I'm having a problem with CAS serializationWithCompression. I am processing
a few million text document on an IBM P8 with 16 physical SMTP 8 cpus, 200GB
RAM, Ubuntu 14.04.3 LTS and IBM Java 1.8.
I run 55 UIMA pipelines concurrently. I'm using UIMA 2.6.0.
I use serializeWithCompression to save the final state of the processing on
each document to a file for later processing.

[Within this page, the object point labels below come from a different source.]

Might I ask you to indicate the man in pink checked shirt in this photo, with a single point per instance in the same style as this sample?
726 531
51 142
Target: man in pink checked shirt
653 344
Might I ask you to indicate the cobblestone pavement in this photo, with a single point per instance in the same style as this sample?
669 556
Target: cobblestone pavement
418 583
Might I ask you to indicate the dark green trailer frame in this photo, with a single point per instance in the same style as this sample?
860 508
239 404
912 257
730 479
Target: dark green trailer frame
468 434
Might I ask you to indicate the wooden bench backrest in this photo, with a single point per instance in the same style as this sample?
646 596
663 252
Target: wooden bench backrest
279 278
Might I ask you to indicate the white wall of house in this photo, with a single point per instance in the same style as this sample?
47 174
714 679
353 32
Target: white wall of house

However, the size of the serialized CAS just keeps growing. The size of the
CAS is stable, but the serialized CASes just keep getting bigger. I even
went to creating a new CAS for each process instead of using cas.reset(). I
have also tried writing the serialized CAS to a byte array output stream
first and then to a file, but it is the serializeWithCompression that caused
the size problem not writing the file.
Here's what the code looks like. Flushing or not flushing does not make a
difference. Closing or not closing the file output strem does not make a
difference (other than leaking memory). I've also tried doing
serializeWithCompression with type filtering. Wanted to try using a Marker,
but cannot see how to do that. The problem exists regardless of doing 1 or
55 pipelines concurrently.
File fout = new File(documentPath);
fos = new FileOutputStream(fout);
org.apache.uima.cas.impl.Serialization.serializeWithCompression(
cas, fos);
fos.flush();
fos.close();
logger.info( "serializedCas size " + cas.size() + " ToFile " +
documentPath);
Suggestions will be appreciated.
Thanks / Dan